Luckily, some smaller independent projects might have a better chance to ignore or geofence without major consequences. For example, MidnightBSD will block California users from downloading the OS. But, unfortunately, for bigger players, such as Canonical (Ubuntu), Red Hat, and Valve (Steam OS) it's probably not a very viable option, especially considering the large population (40M) and the economic significance of California.
The implications for privacy and freedom
As stated earlier, while it's not that terrible for privacy (especially at first glance), it is still bad and has some subtle consequences:
- It will make much easier to target certain age groups by phishing, scams, grooming attempts, or social engineering.
- There is an accuracy problem. As stated earlier, multiple people can share the same account or people can lie about their age, thus make targeting errors more likely.

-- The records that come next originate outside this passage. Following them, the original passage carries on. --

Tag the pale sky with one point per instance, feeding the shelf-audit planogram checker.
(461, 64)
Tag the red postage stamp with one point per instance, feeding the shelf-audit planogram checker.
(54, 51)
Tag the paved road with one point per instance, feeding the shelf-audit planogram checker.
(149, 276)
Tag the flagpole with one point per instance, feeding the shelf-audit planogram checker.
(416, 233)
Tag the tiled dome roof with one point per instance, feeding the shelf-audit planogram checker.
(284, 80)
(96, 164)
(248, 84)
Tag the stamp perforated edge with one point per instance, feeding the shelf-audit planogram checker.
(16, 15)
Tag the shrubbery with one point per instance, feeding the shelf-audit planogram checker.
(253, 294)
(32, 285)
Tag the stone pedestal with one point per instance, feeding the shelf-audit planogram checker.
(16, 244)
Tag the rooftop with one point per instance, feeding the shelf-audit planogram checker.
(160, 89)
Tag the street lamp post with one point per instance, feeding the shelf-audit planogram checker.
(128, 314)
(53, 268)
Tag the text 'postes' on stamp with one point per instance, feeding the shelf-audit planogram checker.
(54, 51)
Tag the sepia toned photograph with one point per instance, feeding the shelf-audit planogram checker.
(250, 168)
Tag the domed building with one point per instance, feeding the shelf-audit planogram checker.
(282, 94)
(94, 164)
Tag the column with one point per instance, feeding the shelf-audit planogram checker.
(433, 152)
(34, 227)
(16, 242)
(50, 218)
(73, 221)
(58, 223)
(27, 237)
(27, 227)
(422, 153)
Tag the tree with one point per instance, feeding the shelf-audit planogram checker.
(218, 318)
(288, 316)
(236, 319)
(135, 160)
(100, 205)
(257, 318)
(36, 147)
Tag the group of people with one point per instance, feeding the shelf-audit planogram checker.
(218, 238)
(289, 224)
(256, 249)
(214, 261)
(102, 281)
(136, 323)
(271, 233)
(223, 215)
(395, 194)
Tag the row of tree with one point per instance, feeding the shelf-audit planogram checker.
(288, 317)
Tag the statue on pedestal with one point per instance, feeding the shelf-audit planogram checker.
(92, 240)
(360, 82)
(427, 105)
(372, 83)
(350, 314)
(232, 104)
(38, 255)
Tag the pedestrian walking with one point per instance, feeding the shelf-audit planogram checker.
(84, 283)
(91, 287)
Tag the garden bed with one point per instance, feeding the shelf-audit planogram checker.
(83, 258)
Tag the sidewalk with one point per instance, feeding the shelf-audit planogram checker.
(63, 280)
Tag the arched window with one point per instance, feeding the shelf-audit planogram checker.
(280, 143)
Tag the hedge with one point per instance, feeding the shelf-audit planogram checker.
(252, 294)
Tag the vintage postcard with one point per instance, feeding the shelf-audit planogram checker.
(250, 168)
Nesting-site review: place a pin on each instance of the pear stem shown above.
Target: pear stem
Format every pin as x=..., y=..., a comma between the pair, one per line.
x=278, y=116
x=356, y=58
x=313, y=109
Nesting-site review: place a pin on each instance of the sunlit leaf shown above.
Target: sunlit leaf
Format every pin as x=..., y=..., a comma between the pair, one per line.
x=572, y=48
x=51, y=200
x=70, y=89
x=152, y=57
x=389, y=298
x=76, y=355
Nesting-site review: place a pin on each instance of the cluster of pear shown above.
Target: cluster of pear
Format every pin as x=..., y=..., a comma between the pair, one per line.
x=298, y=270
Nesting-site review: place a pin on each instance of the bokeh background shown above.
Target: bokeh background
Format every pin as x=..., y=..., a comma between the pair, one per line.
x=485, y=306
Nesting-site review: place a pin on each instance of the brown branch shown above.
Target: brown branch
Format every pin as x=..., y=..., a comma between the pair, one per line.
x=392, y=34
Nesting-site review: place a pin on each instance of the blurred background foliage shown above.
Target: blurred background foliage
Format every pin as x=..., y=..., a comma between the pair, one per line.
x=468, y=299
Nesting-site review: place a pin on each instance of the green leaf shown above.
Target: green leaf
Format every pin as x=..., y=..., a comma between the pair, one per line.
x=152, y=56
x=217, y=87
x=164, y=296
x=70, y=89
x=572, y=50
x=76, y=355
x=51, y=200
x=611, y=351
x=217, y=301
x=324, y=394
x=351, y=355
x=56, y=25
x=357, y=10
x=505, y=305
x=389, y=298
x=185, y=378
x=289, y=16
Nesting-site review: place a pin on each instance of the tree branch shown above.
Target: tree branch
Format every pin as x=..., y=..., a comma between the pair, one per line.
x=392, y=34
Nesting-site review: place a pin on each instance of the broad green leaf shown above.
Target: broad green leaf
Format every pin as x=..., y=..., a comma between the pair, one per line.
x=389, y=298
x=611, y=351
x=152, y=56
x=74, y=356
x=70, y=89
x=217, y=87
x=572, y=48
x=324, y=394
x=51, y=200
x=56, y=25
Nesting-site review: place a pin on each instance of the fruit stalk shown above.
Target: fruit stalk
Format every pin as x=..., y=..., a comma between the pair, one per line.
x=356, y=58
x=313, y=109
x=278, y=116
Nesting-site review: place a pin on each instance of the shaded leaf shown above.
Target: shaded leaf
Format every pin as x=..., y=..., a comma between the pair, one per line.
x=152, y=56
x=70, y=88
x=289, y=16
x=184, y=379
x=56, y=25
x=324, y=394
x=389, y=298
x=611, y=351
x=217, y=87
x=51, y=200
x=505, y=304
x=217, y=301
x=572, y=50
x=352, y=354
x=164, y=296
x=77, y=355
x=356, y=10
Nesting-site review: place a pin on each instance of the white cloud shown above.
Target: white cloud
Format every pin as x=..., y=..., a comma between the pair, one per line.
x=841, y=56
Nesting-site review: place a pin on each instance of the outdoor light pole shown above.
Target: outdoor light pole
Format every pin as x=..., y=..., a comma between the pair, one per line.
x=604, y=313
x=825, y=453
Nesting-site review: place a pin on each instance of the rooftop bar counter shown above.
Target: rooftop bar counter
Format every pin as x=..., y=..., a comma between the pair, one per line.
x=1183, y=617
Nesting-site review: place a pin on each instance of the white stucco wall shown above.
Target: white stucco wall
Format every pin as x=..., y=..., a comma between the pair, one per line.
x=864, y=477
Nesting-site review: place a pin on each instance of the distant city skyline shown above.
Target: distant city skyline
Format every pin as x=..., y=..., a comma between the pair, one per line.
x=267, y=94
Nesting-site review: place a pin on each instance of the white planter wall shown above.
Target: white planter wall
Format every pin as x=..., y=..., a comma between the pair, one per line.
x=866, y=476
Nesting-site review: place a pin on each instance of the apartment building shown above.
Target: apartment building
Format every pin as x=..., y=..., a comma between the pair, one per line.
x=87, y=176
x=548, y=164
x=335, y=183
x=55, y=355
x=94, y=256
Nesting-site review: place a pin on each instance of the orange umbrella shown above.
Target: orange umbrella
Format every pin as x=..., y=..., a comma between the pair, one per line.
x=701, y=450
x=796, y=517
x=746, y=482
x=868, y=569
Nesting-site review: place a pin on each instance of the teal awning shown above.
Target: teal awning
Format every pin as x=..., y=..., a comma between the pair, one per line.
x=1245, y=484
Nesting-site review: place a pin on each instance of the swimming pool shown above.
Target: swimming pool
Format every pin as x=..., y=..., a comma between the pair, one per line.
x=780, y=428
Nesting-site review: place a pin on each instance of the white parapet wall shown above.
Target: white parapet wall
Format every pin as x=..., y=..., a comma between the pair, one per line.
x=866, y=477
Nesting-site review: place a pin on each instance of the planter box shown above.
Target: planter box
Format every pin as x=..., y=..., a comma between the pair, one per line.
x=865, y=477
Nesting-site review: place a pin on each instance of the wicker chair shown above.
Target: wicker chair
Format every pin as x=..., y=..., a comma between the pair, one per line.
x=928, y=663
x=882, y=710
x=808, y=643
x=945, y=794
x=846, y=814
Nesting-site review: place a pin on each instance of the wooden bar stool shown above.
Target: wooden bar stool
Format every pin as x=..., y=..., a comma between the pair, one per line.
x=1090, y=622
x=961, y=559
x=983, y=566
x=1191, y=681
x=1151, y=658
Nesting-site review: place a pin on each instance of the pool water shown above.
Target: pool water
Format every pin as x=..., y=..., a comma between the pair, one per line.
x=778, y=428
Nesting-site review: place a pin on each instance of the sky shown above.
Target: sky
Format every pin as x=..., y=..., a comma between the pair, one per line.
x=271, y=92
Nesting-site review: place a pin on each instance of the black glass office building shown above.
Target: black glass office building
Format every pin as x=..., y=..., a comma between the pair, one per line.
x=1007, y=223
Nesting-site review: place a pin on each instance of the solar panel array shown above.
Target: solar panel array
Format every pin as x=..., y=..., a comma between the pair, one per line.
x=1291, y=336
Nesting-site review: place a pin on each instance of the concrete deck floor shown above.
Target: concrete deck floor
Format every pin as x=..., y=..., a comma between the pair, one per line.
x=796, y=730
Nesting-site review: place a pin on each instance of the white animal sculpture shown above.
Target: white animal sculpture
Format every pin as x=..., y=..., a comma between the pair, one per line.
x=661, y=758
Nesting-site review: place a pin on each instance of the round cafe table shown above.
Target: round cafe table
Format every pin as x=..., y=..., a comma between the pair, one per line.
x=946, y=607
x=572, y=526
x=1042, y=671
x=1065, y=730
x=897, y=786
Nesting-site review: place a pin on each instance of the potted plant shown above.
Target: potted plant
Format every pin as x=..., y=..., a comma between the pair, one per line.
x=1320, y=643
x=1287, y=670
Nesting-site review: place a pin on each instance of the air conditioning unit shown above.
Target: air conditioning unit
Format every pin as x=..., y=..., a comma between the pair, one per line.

- And finally, the law may become far more intrusive later. Right now the model is largely self reported. If self reporting is easy to bypass, the government may come up with even more insane verifications, such as IDs, biometrics or third party services!
What can we do about this?
As you can see, the law does more harm than good. On the one hand, end users might easily bypass, on the other hand, it's a significant toll on software companies and developers. This is particularly harmful to free and open source software. Unfortunately, there is no simple off switch now. This has already been signed into law and becomes operative on January 1, 2027. The best we can hope for is to repeal or amend it in the Legislature before 2027, get a court to block it, or run a new ballot measure.
If you are in California, the most useful thing is to pressure state lawmakers now.
If you are elsewhere in the US, a practical way is supporting a court challenge, helping affected projects document the compliance burden, and watching for any California DOJ rule making or public comment process.
If you are not a US citizen, you can still support advocacy groups, sign open letters, help fund or coordinate litigation, write technical submissions explaining why the law is unworkable for open source or decentralized software, and submit comments if a public rule making opens. That matters because the law is written broadly enough to reach operating system providers, app stores, and developers, including projects outside California that still distribute software into California.
The last thing is a hope that this law will work so poorly that it will be repealed. But it's a hope...
Not the most satisfying ending, but it is what it is. See you later.